Los cambios profundos en las sociedades no se sustancian de un día para el otro, son procesos de larga duración que se van consolidando muchas veces de forma casi imperceptible.

Siempre hay hechos o actos con un fuerte contenido simbólico que los expresan con contundencia y nos muestran que algunas cosas muy importantes han cambiado y que ya nada será igual.

El 14 de agosto el Senado recibió la nota de renuncia del compañero José Mujica a su condición de senador, y ese día será recordado no sólo por la importancia de ese hecho político, sino como el día en que los principales partidos de la oposición hicieron un profundo silencio, contribuyendo de manera explícita a un cambio profundamente negativo para el relacionamiento entre los partidos políticos en el Uruguay.

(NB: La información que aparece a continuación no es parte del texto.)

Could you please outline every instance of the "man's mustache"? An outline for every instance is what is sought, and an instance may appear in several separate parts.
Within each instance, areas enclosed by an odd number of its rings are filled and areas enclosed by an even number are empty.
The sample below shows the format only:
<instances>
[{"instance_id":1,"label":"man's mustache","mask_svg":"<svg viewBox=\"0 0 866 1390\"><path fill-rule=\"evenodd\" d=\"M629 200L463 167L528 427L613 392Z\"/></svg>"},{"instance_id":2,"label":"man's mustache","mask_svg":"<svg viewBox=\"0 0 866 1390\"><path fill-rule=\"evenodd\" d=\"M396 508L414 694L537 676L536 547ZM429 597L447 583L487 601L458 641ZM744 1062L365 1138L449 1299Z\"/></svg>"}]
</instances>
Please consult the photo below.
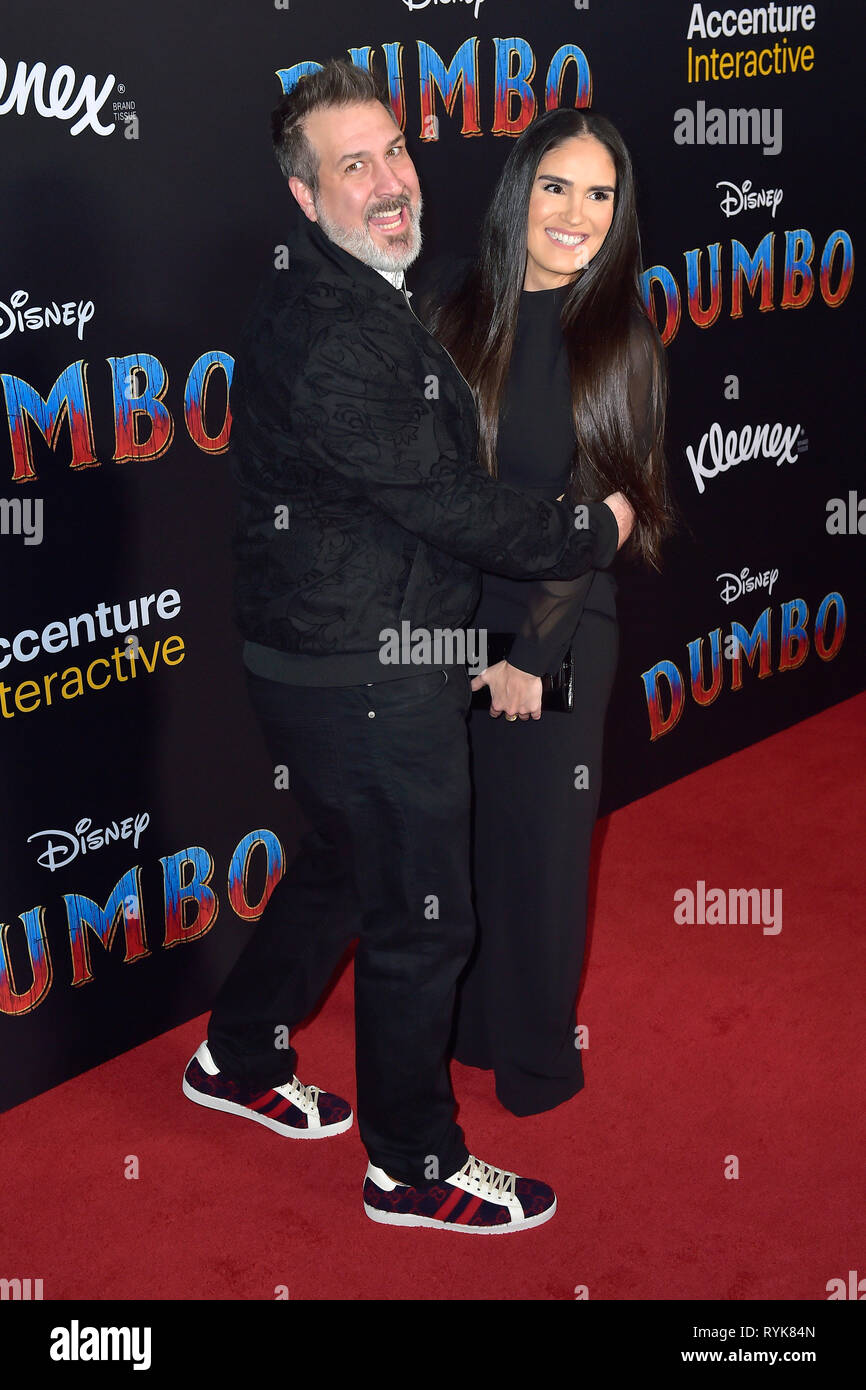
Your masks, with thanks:
<instances>
[{"instance_id":1,"label":"man's mustache","mask_svg":"<svg viewBox=\"0 0 866 1390\"><path fill-rule=\"evenodd\" d=\"M380 204L379 207L370 208L369 211L367 212L366 220L369 222L369 220L370 220L371 217L384 217L385 214L388 213L388 212L399 212L400 209L401 209L401 208L404 208L404 207L405 207L405 208L408 208L408 209L409 209L409 212L411 213L411 211L412 211L412 200L411 200L411 198L401 197L401 198L398 198L398 199L392 199L392 200L391 200L390 202L388 202L388 203L382 203L382 204Z\"/></svg>"}]
</instances>

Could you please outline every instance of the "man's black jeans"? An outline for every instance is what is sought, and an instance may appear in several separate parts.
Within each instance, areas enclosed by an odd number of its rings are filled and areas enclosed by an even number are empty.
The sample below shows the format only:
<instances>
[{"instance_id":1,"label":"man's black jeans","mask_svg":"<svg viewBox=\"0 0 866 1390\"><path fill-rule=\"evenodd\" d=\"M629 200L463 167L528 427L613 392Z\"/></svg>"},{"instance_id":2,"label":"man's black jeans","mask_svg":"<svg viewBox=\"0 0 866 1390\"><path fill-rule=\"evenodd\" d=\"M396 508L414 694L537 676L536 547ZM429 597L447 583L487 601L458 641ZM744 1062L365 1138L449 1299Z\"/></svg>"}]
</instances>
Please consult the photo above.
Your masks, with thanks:
<instances>
[{"instance_id":1,"label":"man's black jeans","mask_svg":"<svg viewBox=\"0 0 866 1390\"><path fill-rule=\"evenodd\" d=\"M468 1156L447 1062L475 939L466 671L348 687L246 678L313 828L220 990L211 1054L236 1080L290 1081L297 1055L278 1030L312 1012L358 937L361 1139L392 1178L447 1178Z\"/></svg>"}]
</instances>

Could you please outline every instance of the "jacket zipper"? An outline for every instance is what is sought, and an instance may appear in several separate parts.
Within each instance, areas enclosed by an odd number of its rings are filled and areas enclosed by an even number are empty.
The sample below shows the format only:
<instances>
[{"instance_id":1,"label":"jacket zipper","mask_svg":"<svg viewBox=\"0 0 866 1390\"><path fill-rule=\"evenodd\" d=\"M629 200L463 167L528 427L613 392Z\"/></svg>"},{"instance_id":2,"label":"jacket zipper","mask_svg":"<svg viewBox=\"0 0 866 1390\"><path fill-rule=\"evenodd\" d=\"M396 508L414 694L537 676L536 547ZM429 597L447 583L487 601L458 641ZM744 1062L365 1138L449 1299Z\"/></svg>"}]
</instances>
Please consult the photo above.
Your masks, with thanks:
<instances>
[{"instance_id":1,"label":"jacket zipper","mask_svg":"<svg viewBox=\"0 0 866 1390\"><path fill-rule=\"evenodd\" d=\"M405 299L406 296L404 295L403 298ZM409 313L412 315L413 319L415 320L415 322L419 325L419 327L423 328L424 332L427 334L427 337L430 338L430 339L432 339L432 341L436 344L436 346L437 346L442 352L445 353L445 356L448 358L448 361L451 363L451 366L454 368L454 370L455 370L455 372L457 373L457 375L459 376L460 380L463 382L463 385L466 387L466 390L469 392L469 395L470 395L470 397L471 397L471 399L472 399L472 411L473 411L473 414L474 414L474 416L475 416L475 427L476 427L476 429L477 429L477 428L478 428L478 406L477 406L476 401L475 401L475 392L472 390L472 387L469 385L469 382L466 380L465 376L464 376L463 373L461 372L461 370L460 370L460 368L458 367L457 363L454 361L454 358L451 356L451 353L448 351L447 347L445 347L444 344L440 343L439 339L438 339L437 337L435 337L435 335L434 335L433 333L430 332L430 329L427 327L426 323L422 323L422 322L421 322L421 320L419 319L418 315L415 313L415 310L412 308L412 305L411 305L411 303L409 302L408 299L406 299L406 306L407 306L407 308L408 308L408 310L409 310Z\"/></svg>"}]
</instances>

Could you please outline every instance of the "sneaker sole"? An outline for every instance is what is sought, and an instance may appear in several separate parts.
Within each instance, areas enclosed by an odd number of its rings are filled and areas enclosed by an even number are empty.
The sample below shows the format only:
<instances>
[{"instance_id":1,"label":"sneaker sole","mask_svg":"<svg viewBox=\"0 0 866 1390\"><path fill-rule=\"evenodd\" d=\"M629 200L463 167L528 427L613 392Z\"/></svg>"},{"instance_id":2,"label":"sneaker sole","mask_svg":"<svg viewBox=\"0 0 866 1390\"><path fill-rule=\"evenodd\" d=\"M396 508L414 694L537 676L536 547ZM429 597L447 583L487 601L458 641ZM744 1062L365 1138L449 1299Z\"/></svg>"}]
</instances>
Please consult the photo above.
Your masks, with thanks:
<instances>
[{"instance_id":1,"label":"sneaker sole","mask_svg":"<svg viewBox=\"0 0 866 1390\"><path fill-rule=\"evenodd\" d=\"M532 1226L543 1226L556 1212L556 1199L547 1211L537 1216L527 1216L523 1221L510 1221L507 1226L461 1226L456 1221L439 1221L435 1216L414 1216L409 1212L380 1211L378 1207L364 1203L364 1211L371 1221L382 1226L435 1226L440 1231L460 1231L468 1236L510 1236L517 1231L528 1231Z\"/></svg>"},{"instance_id":2,"label":"sneaker sole","mask_svg":"<svg viewBox=\"0 0 866 1390\"><path fill-rule=\"evenodd\" d=\"M320 1129L291 1129L287 1125L281 1125L279 1120L272 1120L268 1115L258 1115L246 1105L238 1105L237 1101L220 1100L219 1096L206 1096L190 1086L186 1077L183 1078L182 1089L187 1100L191 1100L194 1105L203 1105L206 1110L222 1110L227 1115L240 1115L245 1120L255 1120L256 1124L265 1125L284 1139L330 1139L334 1134L345 1134L347 1129L351 1129L354 1119L350 1110L346 1119L338 1120L336 1124L323 1125Z\"/></svg>"}]
</instances>

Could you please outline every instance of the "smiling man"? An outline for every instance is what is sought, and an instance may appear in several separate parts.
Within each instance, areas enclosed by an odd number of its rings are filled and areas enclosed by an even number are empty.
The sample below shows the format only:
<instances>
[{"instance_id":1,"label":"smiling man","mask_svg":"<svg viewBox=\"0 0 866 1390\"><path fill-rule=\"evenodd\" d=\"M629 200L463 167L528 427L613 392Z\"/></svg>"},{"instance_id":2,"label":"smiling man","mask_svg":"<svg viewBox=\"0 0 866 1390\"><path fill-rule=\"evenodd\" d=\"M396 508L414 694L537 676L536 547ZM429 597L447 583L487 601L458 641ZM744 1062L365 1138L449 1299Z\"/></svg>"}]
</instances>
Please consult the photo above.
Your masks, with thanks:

A partir de su recuperación democrática, el Uruguay fue consolidando no sin dificultades una democracia de calidad, la mejor calificada del continente y entre las más reconocidas del mundo.

Como todos saben, una democracia de calidad tiene como una de sus principales condiciones un sistema político de calidad, partidos fuertes, democráticos y la capacidad de tender puentes entre estos, independientemente de sus diversas concepciones ideológicas.

Por las dimensiones del país, siempre decimos que en Uruguay nos conocemos todos; quizás esto permitió (salvo en contadas coyunturas en las que la radicalización de la confrontación política hizo pagar un altísimo costo a los uruguayos) un diálogo respetuoso entre líderes políticos que representan historias y sensibilidades muy distantes, pero esto jamás impidió sentarse en una mesa para encontrar imprescindibles acuerdos cuando el país más lo necesitaba.

Pero esta realidad hace un buen tiempo que viene cambiando: el tono del debate político y la sociedad hace rato que se viene radicalizando.

En tiempos de la posverdad, del reinado de las redes sociales, de la circulación de noticias falsas, de debates ideológicos a través de Twitter, la política se banaliza, se transforma en un triste espectáculo de rostros impostados y de pensamientos de baja intensidad. Nuevas tecnologías, con un fuerte potencial democratizador, se vuelven reductos de advenedizos, oportunistas o simplemente de estúpidos con pretensiones de filósofos.

Pero volviendo al principio, hace un rato que el “tono” del debate político viene cambiando. Quizás a caballo de estas nuevas formas de “comunicación”, también en el debate político comenzó a campear la mentira, la descalificación personal, los apuros por el poder, y la pérdida de algunos códigos esenciales que por un buen tiempo nos hicieron diferentes y admirados.

Para esta comparación la medida siempre ha sido Argentina; tan parecidos, tan iguales y tan diferentes a la vez. Borges decía algo que definía la cultura política de este pueblo hermano: “No nos une el amor sino el espanto”. Considero que esto caracteriza muy bien eso que tanto se repite del otro lado del río de que se construyó una brecha eterna que separa al pueblo argentino.

Si uno mira el mundo, los países que más avanzan son aquellos que han consolidado democracias de calidad y un Estado de bienestar que garantiza oportunidades a todos sus ciudadanos. En estos países, más allá de la alternancia de los partidos en el gobierno, hay ciertos acuerdos esenciales que permanecen.

Hace rato que en Uruguay comienza a ganar la crispación y la falta de respeto en el debate ciudadano.

Pero cuando los principales partidos de la oposición optan por el camino de dinamitar los puentes con lo más representativo de la otra mitad de la sociedad, las distancias comienzan a transformarse en una brecha que se agiganta. Espero que no sea eterna.